Santorini wine deserves a deeper place in the Korean travel imagination. The island’s volcanic soil, dry climate and strong winds have shaped a distinct wine culture. The traditional low basket-shaped training of vines shows how local people adapted to the island’s demanding environment. For many Koreans, Santorini is still known mainly as a visual destination. In the future, it can also be introduced as a place of wine, gastronomy, island living and slow travel.

Santorini and the Korean travel market

Santorini has a clear advantage in Korea: the name is already known. Many people recognise the island, and even more have seen its images. The challenge is to help travellers move from admiration to planning. Santorini must be explained not only as a beautiful island, but as a destination with routes, seasons, connections, recommended stays and ways to avoid unnecessary crowding.

Konidaris also showed interest in press trips and travel industry familiarisation trips from Korea. He noted that journalists and travel professionals from several countries visit Santorini, stay for two or three days, see the island, take photographs and write their stories. For Korea, direct experience of this kind can be highly valuable. Santorini may already be powerful in photographs, but first-hand stories can give the island depth, credibility and practical meaning for Korean travellers.

This is where Santorini’s story becomes especially relevant for travel media. A photograph can awaken desire, but good content turns that desire into a journey. Travellers need to know how to arrive, where to stay, how long to remain, what to see beyond Oia, how to combine Santorini with Athens or other islands, and how to experience the island at a more comfortable pace.

The Greek journey that begins with Santorini

Santorini can also become the beginning of a broader Greek journey. A classic itinerary may connect Athens and Santorini. Another may combine Santorini with Mykonos or Crete. More extended routes can bring together the Aegean islands, ancient sites, Meteora, wine regions and cultural landscapes. Yet Santorini remains the first dream for many Korean travellers. It is the image that opens the door to Greece.

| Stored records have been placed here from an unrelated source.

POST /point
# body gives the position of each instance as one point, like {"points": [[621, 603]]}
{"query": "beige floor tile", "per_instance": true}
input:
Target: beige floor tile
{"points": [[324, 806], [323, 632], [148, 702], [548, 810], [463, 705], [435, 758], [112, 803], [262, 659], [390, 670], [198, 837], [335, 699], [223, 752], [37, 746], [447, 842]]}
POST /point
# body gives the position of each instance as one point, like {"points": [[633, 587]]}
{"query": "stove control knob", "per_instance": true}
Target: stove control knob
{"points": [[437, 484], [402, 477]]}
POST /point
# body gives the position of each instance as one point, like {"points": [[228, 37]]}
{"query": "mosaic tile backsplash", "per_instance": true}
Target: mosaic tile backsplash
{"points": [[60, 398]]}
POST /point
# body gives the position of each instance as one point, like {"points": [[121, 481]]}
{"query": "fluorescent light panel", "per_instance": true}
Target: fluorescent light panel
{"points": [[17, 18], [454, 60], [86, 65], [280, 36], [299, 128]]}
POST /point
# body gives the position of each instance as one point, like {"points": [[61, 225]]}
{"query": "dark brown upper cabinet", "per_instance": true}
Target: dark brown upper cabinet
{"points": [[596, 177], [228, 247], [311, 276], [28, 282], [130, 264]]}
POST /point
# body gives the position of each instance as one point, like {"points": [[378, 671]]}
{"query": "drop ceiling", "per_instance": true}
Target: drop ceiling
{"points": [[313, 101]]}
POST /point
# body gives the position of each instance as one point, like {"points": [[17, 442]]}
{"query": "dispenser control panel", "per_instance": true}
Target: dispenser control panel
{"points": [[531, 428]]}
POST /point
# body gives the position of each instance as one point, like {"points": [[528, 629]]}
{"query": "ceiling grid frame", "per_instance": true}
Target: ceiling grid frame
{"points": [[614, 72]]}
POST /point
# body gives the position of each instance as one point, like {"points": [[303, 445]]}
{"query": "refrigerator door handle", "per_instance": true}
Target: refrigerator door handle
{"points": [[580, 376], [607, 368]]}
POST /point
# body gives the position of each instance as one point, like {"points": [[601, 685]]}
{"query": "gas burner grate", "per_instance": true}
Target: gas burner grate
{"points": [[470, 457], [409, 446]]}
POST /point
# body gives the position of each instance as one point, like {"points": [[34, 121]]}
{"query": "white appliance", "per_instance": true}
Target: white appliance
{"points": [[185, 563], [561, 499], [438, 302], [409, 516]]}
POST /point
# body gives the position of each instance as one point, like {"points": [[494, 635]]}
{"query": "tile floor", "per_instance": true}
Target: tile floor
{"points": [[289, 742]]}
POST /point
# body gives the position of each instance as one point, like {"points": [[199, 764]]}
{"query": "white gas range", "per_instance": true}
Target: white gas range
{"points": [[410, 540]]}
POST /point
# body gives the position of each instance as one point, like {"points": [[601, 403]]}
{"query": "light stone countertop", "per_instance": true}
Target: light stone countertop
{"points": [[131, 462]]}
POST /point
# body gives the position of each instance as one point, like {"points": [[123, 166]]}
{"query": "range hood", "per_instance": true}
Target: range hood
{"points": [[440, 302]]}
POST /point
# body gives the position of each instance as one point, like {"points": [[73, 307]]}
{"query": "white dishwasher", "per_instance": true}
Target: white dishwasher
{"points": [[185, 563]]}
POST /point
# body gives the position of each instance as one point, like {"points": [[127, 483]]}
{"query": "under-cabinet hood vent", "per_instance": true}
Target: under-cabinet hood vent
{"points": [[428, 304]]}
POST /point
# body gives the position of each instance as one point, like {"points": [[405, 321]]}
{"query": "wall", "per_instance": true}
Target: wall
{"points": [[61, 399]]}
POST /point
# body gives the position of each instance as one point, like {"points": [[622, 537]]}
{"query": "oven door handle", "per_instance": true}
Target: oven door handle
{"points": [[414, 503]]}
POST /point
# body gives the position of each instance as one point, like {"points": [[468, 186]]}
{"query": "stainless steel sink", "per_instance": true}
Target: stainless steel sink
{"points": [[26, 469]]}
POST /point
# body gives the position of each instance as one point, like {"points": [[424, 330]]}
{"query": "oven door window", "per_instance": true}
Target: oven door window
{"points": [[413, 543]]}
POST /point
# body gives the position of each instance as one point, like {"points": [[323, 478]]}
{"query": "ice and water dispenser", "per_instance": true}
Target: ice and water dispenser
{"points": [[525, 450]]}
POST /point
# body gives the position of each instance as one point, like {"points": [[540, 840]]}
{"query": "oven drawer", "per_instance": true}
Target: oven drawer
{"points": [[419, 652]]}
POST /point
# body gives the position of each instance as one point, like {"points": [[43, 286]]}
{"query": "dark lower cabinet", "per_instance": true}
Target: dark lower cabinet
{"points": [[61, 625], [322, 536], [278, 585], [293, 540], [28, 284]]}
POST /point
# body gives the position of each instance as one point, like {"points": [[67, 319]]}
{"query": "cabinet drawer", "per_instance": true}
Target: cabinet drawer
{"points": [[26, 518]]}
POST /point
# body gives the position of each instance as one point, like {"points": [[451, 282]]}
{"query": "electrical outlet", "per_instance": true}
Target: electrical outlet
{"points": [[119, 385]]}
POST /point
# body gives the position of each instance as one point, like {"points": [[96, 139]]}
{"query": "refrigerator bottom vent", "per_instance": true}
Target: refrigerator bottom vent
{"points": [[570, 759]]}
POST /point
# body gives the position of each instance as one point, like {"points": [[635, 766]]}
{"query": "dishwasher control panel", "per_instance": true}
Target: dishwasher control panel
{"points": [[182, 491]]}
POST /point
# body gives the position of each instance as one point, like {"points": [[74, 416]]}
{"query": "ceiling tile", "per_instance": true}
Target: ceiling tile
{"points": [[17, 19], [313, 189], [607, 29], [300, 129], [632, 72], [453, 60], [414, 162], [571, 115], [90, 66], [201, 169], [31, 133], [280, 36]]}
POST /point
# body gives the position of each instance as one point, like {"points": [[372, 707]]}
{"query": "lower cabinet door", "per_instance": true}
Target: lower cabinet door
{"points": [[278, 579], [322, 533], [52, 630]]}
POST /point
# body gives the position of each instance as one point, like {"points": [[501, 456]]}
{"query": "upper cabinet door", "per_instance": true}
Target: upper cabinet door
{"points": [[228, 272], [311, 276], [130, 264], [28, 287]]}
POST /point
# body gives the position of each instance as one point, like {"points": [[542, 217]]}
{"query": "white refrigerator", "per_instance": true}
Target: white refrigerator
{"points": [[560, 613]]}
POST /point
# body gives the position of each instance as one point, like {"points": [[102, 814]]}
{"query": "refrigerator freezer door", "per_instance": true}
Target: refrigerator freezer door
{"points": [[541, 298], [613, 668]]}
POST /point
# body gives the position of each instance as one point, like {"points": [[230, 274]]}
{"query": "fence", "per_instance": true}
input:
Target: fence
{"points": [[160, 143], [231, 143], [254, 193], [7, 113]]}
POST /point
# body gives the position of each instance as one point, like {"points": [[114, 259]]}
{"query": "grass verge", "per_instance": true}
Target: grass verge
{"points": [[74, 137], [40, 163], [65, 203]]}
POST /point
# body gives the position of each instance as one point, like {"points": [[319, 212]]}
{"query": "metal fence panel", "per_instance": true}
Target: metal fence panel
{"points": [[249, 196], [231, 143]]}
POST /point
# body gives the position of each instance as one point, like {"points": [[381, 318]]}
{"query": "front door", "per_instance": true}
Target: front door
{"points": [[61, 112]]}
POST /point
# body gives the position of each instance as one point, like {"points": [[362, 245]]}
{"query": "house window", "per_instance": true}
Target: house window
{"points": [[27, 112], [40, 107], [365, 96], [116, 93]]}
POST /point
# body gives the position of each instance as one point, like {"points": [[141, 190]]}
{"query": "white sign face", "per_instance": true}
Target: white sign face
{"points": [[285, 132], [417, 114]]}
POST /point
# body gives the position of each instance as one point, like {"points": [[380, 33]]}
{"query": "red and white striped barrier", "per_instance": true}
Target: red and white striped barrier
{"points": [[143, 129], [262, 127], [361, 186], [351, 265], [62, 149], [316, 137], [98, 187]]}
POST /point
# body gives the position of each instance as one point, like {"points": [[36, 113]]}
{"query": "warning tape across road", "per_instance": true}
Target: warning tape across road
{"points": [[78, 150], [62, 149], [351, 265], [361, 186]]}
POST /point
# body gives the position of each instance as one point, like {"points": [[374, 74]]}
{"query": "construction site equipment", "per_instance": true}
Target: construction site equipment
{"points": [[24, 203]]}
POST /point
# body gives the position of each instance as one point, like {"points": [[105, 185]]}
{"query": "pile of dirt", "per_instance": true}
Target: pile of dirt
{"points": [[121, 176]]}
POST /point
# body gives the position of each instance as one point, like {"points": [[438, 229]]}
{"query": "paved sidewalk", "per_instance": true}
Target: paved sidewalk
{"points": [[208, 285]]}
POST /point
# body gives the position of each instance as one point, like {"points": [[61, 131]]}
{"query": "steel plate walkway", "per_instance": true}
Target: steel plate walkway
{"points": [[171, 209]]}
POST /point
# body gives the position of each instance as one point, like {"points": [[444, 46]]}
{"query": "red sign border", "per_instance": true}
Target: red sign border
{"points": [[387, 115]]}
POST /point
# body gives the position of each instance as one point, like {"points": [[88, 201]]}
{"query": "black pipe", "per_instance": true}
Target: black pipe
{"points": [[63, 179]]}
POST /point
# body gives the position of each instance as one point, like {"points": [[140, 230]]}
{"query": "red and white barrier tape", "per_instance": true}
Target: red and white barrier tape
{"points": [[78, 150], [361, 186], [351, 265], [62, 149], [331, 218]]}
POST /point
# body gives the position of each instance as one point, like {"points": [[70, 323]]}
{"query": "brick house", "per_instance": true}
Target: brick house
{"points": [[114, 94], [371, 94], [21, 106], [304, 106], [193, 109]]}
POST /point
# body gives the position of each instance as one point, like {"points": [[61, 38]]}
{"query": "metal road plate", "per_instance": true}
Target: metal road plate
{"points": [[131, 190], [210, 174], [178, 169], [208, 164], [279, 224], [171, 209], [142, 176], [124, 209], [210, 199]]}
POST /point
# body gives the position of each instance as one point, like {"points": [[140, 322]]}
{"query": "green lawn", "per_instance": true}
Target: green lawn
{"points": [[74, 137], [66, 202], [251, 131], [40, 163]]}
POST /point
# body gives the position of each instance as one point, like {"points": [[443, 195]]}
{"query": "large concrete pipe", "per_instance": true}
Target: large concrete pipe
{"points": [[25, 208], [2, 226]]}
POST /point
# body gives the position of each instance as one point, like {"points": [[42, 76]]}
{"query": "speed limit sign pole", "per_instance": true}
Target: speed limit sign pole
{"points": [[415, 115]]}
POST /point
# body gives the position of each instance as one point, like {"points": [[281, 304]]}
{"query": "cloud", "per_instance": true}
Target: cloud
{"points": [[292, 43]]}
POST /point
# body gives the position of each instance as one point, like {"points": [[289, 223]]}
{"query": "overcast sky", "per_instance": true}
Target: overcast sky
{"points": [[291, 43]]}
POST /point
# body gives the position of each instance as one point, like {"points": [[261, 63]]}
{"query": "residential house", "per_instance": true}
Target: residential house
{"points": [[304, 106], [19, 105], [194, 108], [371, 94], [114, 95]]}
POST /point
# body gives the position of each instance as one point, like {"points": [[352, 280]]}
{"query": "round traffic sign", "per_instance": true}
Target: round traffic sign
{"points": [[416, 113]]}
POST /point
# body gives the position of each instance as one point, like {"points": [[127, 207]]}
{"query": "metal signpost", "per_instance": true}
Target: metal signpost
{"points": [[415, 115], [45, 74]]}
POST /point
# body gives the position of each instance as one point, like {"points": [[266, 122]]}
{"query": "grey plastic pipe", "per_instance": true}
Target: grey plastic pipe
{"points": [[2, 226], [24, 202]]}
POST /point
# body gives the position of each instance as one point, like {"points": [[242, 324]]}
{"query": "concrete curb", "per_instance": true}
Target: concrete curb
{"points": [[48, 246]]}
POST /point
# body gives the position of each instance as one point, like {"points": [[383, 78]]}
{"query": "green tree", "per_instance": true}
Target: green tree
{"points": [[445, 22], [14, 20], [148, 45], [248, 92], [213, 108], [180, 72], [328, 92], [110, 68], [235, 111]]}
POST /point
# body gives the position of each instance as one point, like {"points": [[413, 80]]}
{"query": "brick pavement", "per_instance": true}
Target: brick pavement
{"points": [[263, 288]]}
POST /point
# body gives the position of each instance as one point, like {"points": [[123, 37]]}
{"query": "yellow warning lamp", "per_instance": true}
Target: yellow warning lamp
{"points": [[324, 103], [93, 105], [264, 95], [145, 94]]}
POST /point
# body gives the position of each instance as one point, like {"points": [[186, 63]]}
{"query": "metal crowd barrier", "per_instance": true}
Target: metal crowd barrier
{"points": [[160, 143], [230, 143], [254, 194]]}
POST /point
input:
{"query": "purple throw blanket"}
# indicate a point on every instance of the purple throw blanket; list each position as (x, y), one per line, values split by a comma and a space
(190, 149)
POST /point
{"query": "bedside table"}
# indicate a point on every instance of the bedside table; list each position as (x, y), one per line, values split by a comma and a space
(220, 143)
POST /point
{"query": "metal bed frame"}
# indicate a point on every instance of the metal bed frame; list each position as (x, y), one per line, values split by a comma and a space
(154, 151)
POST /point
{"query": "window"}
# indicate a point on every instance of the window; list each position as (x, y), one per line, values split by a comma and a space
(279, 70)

For tomorrow’s Korean market, Santorini should not be introduced only as a pretty island. It should be presented as a destination that became famous through images, learned to manage its success and now encourages a more meaningful stay. Cruise visitor limits, berth allocation, longer stays, walking routes, wine and island culture all belong to the new Santorini story.

What came through in the conversation with Konidaris was Santorini’s desire to come closer to the Korean market. Santorini is already a world-famous name, but for Korean travellers, it still has many stories to tell. Beyond the white villages and blue domes, there is a volcanic island with its own geography, wine, local life, visitor management challenges and quiet moments that can only be seen by those who stay.

Santorini captured the world through a single photograph. Now, for Korean travellers, the next step is to step inside that photograph and experience the island’s light, wind and time. Santorini is still beautiful. And it is learning how to protect that beauty for the people who come to see it.